Landeshovetling of Brokmerland (de facto)
- Reign: 1371 - 1376
- Successor: Ocko I
- Born: c. 1310
- Died: 1376 Oldeborg
- Spouse: Ocka of Nesse
- Issue: Hilmer tom Brok; Ocko I tom Brok; Imel tom Brok; Elborg tom Brok; Doda tom Brok;
- House: tom Brok
- Father: Hilmer Kenesna

= Keno I tom Brok =

Keno I tom Brok, known before his elevation as Keno Hilmerisna (c. 1310 – 1376), was the first chieftain of the Brokmerland in East Frisia.

== Life ==

Keno I tom Brok came from a distinguished family that ranked among the potentes (leading noble families) of the Norderland. A certain Keno Kenesna, probably his grandfather, was already one of the three consuls there in 1309. In 1347, the consul's grandson, Keno Hilmerisna, became chieftain and lord of Broke, Marienhafe, and Aurich.

In a papal letter of grace issued in 1371, Keno I tom Brok is mentioned for the first time as capitaneus Brocmanie ("Chieftain of the Brokmerland").

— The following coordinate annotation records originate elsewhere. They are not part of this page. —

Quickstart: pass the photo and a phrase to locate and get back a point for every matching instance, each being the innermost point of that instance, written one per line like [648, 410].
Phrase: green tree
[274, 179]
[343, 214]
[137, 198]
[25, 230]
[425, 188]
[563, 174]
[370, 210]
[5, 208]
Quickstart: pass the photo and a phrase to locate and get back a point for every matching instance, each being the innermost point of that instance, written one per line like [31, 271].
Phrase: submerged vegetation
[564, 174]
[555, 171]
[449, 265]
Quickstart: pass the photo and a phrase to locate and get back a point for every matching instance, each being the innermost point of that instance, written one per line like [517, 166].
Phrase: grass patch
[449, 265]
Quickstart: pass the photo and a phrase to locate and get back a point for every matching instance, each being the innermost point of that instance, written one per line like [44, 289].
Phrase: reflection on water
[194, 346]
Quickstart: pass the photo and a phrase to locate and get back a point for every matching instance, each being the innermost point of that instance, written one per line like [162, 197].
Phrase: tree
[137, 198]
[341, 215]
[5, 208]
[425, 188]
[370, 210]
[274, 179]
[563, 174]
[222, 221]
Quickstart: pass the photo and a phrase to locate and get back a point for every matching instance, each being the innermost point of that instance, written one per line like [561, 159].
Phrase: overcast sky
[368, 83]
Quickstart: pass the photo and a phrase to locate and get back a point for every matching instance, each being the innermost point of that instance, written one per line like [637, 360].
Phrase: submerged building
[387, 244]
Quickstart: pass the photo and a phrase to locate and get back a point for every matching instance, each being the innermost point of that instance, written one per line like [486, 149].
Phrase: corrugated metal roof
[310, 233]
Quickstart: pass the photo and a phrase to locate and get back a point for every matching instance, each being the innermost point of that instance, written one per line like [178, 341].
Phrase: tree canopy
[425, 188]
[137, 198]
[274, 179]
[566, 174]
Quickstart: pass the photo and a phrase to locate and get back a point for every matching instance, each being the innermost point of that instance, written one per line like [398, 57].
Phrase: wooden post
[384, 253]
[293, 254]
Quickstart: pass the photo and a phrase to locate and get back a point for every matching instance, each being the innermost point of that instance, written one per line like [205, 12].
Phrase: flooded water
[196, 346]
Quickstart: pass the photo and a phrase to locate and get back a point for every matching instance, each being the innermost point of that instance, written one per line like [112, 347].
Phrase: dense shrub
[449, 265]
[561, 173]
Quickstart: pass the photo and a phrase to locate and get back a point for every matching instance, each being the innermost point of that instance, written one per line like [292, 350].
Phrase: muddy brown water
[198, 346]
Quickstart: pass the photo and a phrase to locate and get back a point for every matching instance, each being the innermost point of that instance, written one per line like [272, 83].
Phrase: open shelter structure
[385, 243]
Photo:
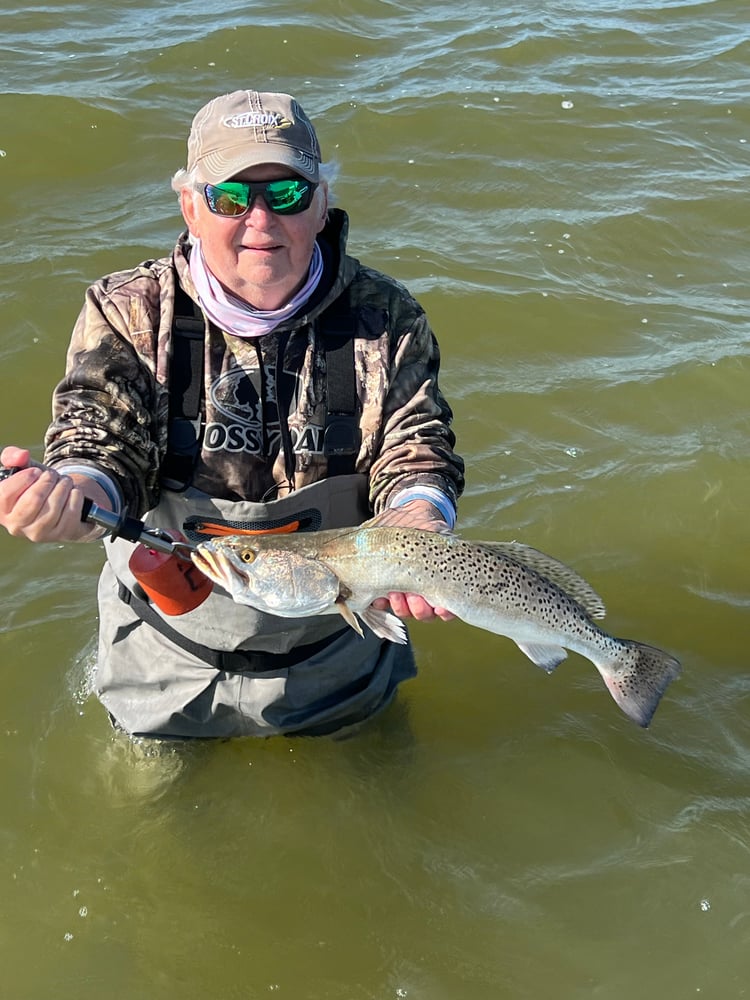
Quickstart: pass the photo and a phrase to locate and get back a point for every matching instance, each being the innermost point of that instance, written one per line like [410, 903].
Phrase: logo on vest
[257, 119]
[241, 420]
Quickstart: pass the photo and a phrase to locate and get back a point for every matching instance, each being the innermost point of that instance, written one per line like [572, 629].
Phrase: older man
[257, 378]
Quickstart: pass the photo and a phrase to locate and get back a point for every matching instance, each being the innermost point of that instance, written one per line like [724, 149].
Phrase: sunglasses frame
[255, 189]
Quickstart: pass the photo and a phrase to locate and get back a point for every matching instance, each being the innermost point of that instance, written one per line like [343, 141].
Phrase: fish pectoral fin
[348, 615]
[384, 624]
[545, 655]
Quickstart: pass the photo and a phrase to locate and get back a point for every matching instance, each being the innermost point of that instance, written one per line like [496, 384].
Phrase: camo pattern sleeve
[406, 421]
[109, 410]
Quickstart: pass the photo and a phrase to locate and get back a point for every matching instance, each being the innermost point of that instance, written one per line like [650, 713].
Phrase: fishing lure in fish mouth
[507, 588]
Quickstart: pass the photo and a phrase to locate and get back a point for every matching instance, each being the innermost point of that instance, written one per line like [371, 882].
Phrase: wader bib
[224, 669]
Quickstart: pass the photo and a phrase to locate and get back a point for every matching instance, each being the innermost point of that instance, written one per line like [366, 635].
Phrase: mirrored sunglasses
[283, 197]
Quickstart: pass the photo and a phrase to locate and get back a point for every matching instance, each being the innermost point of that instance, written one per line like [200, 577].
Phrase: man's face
[261, 257]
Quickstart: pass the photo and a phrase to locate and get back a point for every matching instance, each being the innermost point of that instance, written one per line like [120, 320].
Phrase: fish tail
[638, 677]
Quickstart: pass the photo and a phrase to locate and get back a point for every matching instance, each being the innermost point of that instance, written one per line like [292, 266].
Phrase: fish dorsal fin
[560, 574]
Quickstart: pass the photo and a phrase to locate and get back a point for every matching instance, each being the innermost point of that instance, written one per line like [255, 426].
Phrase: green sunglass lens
[287, 197]
[227, 199]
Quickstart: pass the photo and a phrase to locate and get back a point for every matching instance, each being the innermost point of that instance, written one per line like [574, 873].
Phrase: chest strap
[235, 661]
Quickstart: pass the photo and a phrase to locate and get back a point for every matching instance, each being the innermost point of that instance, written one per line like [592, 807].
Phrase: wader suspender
[342, 435]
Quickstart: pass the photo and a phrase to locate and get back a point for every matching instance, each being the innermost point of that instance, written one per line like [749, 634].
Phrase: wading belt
[337, 327]
[233, 662]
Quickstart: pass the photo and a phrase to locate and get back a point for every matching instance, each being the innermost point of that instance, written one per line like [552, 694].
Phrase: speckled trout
[504, 587]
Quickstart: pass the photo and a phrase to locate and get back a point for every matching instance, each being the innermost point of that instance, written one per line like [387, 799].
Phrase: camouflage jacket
[111, 407]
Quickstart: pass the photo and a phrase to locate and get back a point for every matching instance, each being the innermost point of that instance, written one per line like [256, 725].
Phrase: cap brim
[221, 165]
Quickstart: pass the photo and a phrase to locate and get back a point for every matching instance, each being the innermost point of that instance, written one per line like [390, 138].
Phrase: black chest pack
[337, 327]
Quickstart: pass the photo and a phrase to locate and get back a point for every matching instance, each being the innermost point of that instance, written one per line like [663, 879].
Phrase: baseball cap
[246, 128]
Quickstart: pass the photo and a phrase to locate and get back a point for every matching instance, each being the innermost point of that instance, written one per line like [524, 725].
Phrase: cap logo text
[257, 119]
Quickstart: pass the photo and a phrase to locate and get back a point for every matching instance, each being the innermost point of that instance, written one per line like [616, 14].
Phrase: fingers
[40, 505]
[412, 606]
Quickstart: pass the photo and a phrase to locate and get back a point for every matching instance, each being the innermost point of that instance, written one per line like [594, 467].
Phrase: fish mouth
[216, 566]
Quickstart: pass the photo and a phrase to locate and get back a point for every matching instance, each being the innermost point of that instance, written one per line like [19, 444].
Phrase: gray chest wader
[224, 669]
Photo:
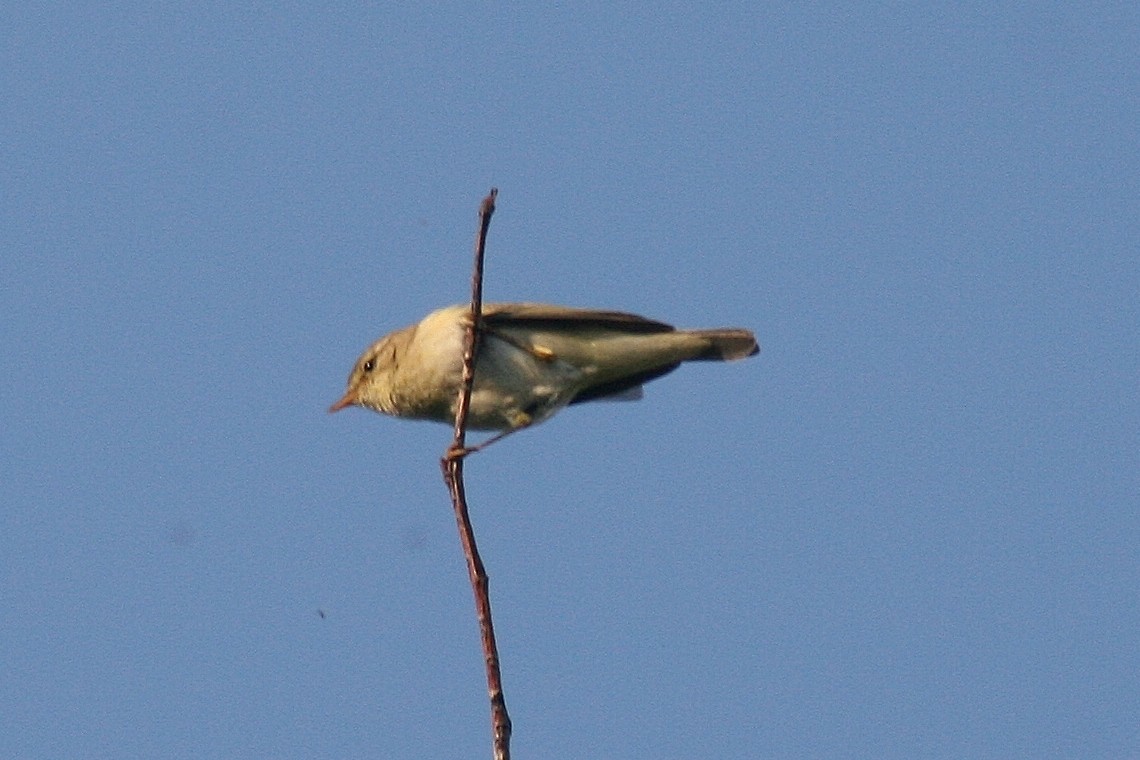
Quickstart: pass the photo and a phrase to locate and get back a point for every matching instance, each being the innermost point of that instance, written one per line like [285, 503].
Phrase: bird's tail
[725, 344]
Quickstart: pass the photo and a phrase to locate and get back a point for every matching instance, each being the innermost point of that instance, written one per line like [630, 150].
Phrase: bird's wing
[547, 317]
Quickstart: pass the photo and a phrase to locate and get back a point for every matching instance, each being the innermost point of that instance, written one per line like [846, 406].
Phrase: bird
[532, 360]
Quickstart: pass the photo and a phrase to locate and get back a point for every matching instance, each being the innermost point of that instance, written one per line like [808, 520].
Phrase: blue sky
[909, 528]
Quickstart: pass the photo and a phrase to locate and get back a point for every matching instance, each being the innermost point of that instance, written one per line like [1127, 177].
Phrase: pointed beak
[347, 401]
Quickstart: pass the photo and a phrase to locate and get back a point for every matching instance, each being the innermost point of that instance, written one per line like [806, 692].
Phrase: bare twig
[452, 464]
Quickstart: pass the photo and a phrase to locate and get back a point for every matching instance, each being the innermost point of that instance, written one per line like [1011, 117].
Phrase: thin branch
[452, 464]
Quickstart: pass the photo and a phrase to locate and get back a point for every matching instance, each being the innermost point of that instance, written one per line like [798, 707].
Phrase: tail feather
[726, 344]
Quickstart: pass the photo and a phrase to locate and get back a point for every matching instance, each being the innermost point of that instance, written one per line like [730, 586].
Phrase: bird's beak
[347, 401]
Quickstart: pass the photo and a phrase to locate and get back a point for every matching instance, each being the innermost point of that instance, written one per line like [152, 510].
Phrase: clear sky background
[908, 529]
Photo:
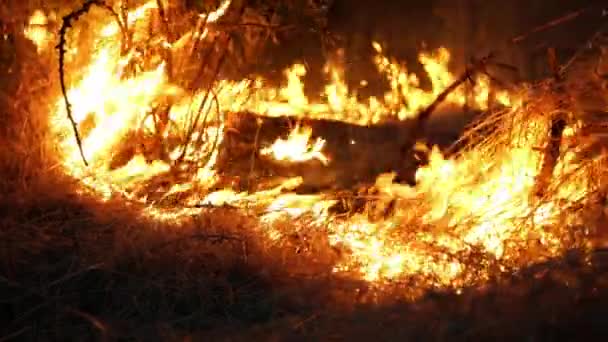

At some point between 1347, when he first appears in documentary sources as the nobilis vir ("noble man") Keno Hilmerisna, helping to settle a legal dispute in the Emsigerland and exercising judicial authority over the parishes of Uttum and Visquard, and 1371, he had risen to the central position of territorial chieftain (Landeshovetlinge).

His eldest son, Ocko I, who was knighted as a condottiere by Joanna I of Naples, married the chieftain's daughter of Strackholt and Hinte, who became known as Quade Foelke (Low German for "the Wicked Foelke") because of her alleged cruelty. Upon Keno's death in 1376, Ocko I succeeded to his father's inheritance and expanded the family's dominion over almost all of East Frisia. After Ocko's own death, his widow Foelke governed as regent until their sons, Widzeld and Keno II tom Brok, reached adulthood.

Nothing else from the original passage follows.